Pero después ya no solo era la forma en la que comía, sino que Ricardo se quejaba porque Aída no tendía del todo bien la cama, o por el polvo que quedaba después de la barrida, o porque los muebles no estaban lustrados como se debía. Y que se pasaba más horas de las permitidas mirando televisión.
Un día Ricardo le dijo a Celina que tenían que pensar definitivamente en internar a Aída y ella se puso a llorar y le suplicó que no lo hiciera, que no podía dejarla sola, que su mamá antes de morir le había pedido que la cuidara. Le repetía que era su hermana, que era su sangre, que era su hermana, que era su sangre.
Mientras tanto, la familia se iba agrandando. Paola ya iba por su tercer hijo, Miriam por el segundo, Gabriel por el primero y Benjamín había anunciado que se casaba. A los nietos de Celina y Ricardo también les divertía mucho cuando a la tía Aída se le caían los dientes en el almuerzo y ella volvía a sonreírles y a hacerles muecas como cuando sus padres eran chiquitos. Pero ahora ellos eran los que les decían que no se rieran de la tía, que la cortaran, que eso era muy feo.
Cuando Celina se cayó en el jardín de la casa, se rompió la cadera y estuvo internada durante un mes, la tía Aída lloró mucho y fue la que más estuvo en el hospital. La ayudaba con la comida y le llevaba los crucigramas que tanto le gustaban. No bien le dieron el alta, los hijos decidieron que tenían que vender la casa de Olivos y mudarse a un departamento cerca de ellos, que vivían en el barrio de Belgrano. La casa ya era muy grande para ellos dos solos. Además, le plantearon a su madre que en su nueva condición —iba a tener que estar en silla de ruedas por un tiempo indeterminado— no podía seguir haciéndose cargo de la tía Aída. Que iban a encontrar un buen hogar para que ella viviera. Celina lloró y lloró y cuando se lo contó a Aída ellas lloraron juntas y Aída gritaba que no quería ir a ningún hogar que se quería quedar con su hermanita, con su hermanita. Y cuando llevaron a la tía Aída al hogar volvió a hacerse encima como cuando era chica, llegó toda manchada y Celina le dijo que se quedara tranquila que ahí iba a estar mejor.
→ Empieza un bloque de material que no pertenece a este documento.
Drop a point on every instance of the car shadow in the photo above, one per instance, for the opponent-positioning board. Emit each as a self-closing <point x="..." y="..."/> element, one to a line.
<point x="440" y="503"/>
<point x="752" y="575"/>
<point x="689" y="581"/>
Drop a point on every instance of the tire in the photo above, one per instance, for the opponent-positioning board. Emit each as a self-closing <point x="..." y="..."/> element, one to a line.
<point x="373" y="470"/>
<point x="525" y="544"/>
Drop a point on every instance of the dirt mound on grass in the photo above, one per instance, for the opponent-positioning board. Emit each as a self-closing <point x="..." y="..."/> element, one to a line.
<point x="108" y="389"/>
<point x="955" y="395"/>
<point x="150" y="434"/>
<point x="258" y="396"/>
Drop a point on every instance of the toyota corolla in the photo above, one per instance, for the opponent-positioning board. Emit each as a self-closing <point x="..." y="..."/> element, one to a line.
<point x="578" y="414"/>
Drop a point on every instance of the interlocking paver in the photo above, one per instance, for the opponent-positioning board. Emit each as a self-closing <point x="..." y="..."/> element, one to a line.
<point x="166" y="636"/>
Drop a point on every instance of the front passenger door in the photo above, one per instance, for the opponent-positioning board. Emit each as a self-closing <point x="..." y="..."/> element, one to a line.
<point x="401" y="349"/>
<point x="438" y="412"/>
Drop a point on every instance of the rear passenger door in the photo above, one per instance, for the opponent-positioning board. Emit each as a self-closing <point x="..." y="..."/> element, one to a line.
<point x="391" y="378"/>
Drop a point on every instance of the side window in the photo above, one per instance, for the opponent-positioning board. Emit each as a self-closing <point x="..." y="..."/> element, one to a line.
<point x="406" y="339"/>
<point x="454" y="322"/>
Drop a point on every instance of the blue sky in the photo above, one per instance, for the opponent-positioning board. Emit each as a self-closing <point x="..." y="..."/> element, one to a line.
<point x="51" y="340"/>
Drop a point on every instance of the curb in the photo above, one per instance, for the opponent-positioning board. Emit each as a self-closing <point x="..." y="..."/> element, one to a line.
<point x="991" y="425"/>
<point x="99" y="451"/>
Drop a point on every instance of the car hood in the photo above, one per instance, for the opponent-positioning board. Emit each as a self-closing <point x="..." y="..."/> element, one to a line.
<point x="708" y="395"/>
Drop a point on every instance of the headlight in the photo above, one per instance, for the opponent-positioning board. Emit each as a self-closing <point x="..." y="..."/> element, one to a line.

Todos los días religiosamente Celina la llamaba por teléfono a las tres de la tarde, y ese era el momento más feliz del día para ambas. Hablaban exactamente veinticinco minutos. Aída le contaba lo que había comido y a qué había jugado por la mañana. Le preguntaba a su hermana qué tal estaba de la cadera, cómo era el nuevo departamento y qué flores había puesto Ricardo en el balcón. Le decía que la extrañaba y que la quería mucho. Y cuando la tía Aída murió, ninguno supo qué decir en su entierro. Nadie lloró. Ni siquiera Celina. Solo rezaron una plegaria para que su alma descansara en paz y le dejaron caramelos sobre la tumba.